Known as the Digital Services Act (DSA), the new rules are more onerous for Meta Platforms, Microsoft, Twitter, booking.com, Pinterest, Snap Inc’s Snapchat, Wikipedia, Zalando, and Alibaba’s AliExpress because of their large number of users.
The DSA takes effect on Friday and requires companies to do more to combat child sexual abuse content and disinformation, be more transparent about their algorithmic processes, bots, and targeted advertisements, and remove illegal, unsafe, or counterfeit products sold on their platforms, Reuters reported.

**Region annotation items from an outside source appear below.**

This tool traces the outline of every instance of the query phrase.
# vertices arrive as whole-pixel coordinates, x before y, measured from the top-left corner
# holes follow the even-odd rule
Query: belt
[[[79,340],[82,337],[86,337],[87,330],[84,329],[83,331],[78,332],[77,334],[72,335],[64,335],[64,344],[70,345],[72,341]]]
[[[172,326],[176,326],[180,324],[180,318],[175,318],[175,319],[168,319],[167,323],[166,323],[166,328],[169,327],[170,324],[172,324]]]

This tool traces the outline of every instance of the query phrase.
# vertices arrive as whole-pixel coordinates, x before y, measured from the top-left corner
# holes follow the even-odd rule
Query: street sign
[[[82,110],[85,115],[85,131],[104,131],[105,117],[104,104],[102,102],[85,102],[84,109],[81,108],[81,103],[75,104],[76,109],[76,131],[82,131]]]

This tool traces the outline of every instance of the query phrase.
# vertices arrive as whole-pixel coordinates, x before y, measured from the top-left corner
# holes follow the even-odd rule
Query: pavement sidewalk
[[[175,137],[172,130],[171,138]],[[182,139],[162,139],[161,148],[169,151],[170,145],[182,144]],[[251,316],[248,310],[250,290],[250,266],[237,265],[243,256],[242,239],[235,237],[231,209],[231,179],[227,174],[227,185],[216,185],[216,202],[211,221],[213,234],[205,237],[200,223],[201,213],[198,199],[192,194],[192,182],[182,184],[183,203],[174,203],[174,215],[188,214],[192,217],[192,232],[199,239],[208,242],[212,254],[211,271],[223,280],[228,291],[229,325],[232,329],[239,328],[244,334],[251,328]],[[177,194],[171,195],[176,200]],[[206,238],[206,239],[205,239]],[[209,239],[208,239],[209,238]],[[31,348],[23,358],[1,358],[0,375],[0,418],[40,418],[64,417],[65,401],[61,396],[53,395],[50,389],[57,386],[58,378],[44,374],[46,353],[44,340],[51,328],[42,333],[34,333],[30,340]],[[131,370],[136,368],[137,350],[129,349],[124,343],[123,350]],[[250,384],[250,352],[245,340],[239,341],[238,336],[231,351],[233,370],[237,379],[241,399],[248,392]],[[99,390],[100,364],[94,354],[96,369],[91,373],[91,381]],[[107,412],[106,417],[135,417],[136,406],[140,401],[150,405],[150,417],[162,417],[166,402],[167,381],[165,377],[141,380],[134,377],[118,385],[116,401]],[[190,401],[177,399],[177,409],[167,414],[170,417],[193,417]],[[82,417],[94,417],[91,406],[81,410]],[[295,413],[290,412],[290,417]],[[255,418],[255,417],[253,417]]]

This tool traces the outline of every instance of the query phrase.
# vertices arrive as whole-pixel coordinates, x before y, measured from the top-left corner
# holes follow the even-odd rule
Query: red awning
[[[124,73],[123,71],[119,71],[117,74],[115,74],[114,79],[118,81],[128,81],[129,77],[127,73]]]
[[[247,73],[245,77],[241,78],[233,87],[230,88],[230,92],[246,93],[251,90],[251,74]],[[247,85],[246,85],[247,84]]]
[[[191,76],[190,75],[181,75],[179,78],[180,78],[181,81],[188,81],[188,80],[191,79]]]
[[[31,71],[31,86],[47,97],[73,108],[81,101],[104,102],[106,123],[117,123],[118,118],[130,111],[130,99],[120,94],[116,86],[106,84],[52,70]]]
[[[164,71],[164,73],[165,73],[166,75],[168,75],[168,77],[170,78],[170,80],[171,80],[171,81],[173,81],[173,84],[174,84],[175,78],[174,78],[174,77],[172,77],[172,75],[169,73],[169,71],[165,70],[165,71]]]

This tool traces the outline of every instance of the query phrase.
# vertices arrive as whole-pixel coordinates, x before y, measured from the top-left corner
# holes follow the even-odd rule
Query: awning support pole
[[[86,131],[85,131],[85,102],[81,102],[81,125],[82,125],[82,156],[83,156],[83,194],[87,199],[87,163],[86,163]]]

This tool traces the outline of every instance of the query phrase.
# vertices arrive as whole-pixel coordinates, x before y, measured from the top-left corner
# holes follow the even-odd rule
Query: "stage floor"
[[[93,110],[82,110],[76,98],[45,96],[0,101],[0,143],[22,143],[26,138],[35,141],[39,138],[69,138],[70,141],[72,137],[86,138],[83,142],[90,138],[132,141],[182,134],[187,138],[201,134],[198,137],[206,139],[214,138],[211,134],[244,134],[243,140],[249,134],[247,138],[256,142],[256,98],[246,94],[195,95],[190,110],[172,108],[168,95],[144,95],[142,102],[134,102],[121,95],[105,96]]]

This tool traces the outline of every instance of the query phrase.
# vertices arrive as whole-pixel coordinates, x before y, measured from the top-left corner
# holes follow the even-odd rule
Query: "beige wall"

“We will be expanding the Ads Transparency Center, a global searchable repository of advertisers across all our platforms, to meet specific DSA provisions and providing additional information on targeting for ads served in the European Union,” Google’s vice president for trust and safety, Laurie Richardson, said in a blog post.
“We will increase data access for researchers looking to understand more about how Google Search, YouTube, Google Maps, Google Play, and Shopping work in practice, and conducting research related to understanding systemic content risks in the EU,” she said.
The US tech behemoth will also make its content moderation decisions more visible, offer users more ways to contact the company and update its reporting and appeals processes to provide specific types of information and context about its decisions.
It will launch a new Transparency Center where people can learn about its policies on a product-by-product basis.